Segundo Flávio, sua posição foi contrária à adoção de novas barreiras comerciais e teve como argumento o impacto que uma taxação adicional poderia provocar sobre o setor produtivo brasileiro. O senador atribuiu ao presidente Lula (PT) a tentativa de transformar o tema em uma disputa política.
“A única pessoa que quer tarifa no Brasil é o Lula porque ele acha que vai ter um benefício eleitoral. Vai querer jogar a culpa em outra pessoa. Ele faz uma força tremenda para que isso aconteça”, declarou.
As declarações ocorreram poucos dias após a visita do senador aos Estados Unidos e em meio à repercussão do novo pacote tarifário anunciado por Washington. Paralelamente, Lula embarcou para a França para participar da cúpula do G7, onde busca abrir diálogo com Trump sobre a questão comercial. A viagem presidencial foi antecipada diante da possibilidade de o líder americano participar apenas da abertura do encontro.
Durante o evento, Flávio também direcionou críticas à política econômica do governo federal.
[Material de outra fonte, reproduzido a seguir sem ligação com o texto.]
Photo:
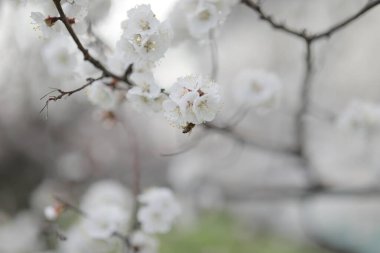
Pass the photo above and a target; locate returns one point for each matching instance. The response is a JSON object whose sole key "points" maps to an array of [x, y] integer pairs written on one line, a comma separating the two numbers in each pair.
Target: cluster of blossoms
{"points": [[360, 115], [46, 21], [145, 39], [106, 219], [258, 89], [198, 18], [192, 100]]}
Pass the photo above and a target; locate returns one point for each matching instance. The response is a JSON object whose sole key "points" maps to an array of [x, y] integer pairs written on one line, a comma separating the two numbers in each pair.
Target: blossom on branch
{"points": [[196, 18], [103, 94], [145, 39], [192, 100], [146, 96]]}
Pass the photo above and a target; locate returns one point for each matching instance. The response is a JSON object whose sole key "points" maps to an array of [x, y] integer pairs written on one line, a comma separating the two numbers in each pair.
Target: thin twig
{"points": [[63, 93], [86, 54], [304, 34]]}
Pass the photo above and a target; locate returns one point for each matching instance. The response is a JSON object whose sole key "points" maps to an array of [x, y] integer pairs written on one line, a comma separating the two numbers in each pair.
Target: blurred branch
{"points": [[305, 94], [304, 34], [63, 93], [284, 193], [86, 54], [230, 132]]}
Ao comentar o cenário dos juros, afirmou que o Brasil mantém uma das maiores taxas reais do mundo e alertou para os efeitos da política monetária sobre a população de menor renda.
“A maior taxa de juros do mundo, nós só perdemos para a Rússia, que está em guerra há três anos”, afirmou. “Vai explodir essa bomba no colo do mais pobre.”
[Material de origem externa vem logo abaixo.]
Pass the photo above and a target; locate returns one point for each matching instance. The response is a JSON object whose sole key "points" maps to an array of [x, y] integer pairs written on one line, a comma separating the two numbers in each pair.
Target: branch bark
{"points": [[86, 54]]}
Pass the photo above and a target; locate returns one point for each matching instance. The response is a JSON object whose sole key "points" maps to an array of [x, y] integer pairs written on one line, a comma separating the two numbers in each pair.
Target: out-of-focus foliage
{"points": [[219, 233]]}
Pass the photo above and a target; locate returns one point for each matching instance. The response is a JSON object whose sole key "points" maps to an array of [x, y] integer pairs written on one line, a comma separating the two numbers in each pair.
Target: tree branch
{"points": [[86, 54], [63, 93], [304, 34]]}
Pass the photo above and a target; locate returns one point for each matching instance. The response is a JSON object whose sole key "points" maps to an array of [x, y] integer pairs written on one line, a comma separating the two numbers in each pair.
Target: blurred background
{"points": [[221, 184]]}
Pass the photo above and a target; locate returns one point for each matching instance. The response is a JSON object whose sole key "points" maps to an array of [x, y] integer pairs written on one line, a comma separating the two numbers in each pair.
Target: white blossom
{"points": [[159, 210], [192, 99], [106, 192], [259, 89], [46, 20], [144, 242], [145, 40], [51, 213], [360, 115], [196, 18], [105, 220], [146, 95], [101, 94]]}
O senador ainda abordou questionamentos envolvendo sua relação com o banqueiro Daniel Vorcaro, ex-controlador do Banco Master. Flávio voltou a negar qualquer irregularidade e sustentou que o vínculo entre ambos se restringiu ao financiamento do filme Dark Horse, produção inspirada na trajetória política do ex-presidente Jair Bolsonaro (PL).
“A minha relação com ele foi única e exclusivamente por causa do filme. Não tem absolutamente nada de errado. É uma relação privada, um investimento”, disse.
Ao falar sobre segurança pública, o parlamentar defendeu maior cooperação internacional no combate às facções criminosas brasileiras e reiterou sua proposta de buscar o reconhecimento de grupos como o PCC e o Comando Vermelho como organizações terroristas.
No campo político, Flávio evitou antecipar possíveis nomes para compor uma chapa presidencial, mas afirmou que lideranças conservadoras estarão alinhadas contra Lula em 2026. Segundo ele, o governador de São Paulo, Tarcísio de Freitas (Republicanos), a ex-primeira-dama Michelle Bolsonaro (PL) e o deputado federal Nikolas Ferreira (PL-MG) deverão participar ativamente do projeto eleitoral da direita.
“Todos estarão juntos conosco”, afirmou.
O senador também confirmou a participação da economista Daniella Marques em sua pré-campanha. Ex-presidente da Caixa Econômica Federal e integrante da equipe do ex-ministro Paulo Guedes, ela deverá colaborar na elaboração de propostas econômicas e de mobilidade social.
Na área econômica, Flávio manifestou apoio à agenda de privatizações, mas defendeu avaliações individualizadas para cada estatal. Ele classificou como justificável uma eventual venda dos Correios, mas se posicionou contra uma privatização integral da Petrobras, admitindo apenas modelos de parceria ou redução da participação da União em determinados segmentos.
Ao comentar programas sociais, o parlamentar afirmou que beneficiários do Bolsa Família enfrentam insegurança para ingressar no mercado formal de trabalho por receio de perder o auxílio. Para ele, o modelo atual deveria oferecer uma transição mais segura aos trabalhadores.
“Muita gente tem preconceito com quem está no Bolsa Família, como se não quisessem trabalhar. É um erro. O Bolsa Família é estabilidade para quem já passou fome”, declarou.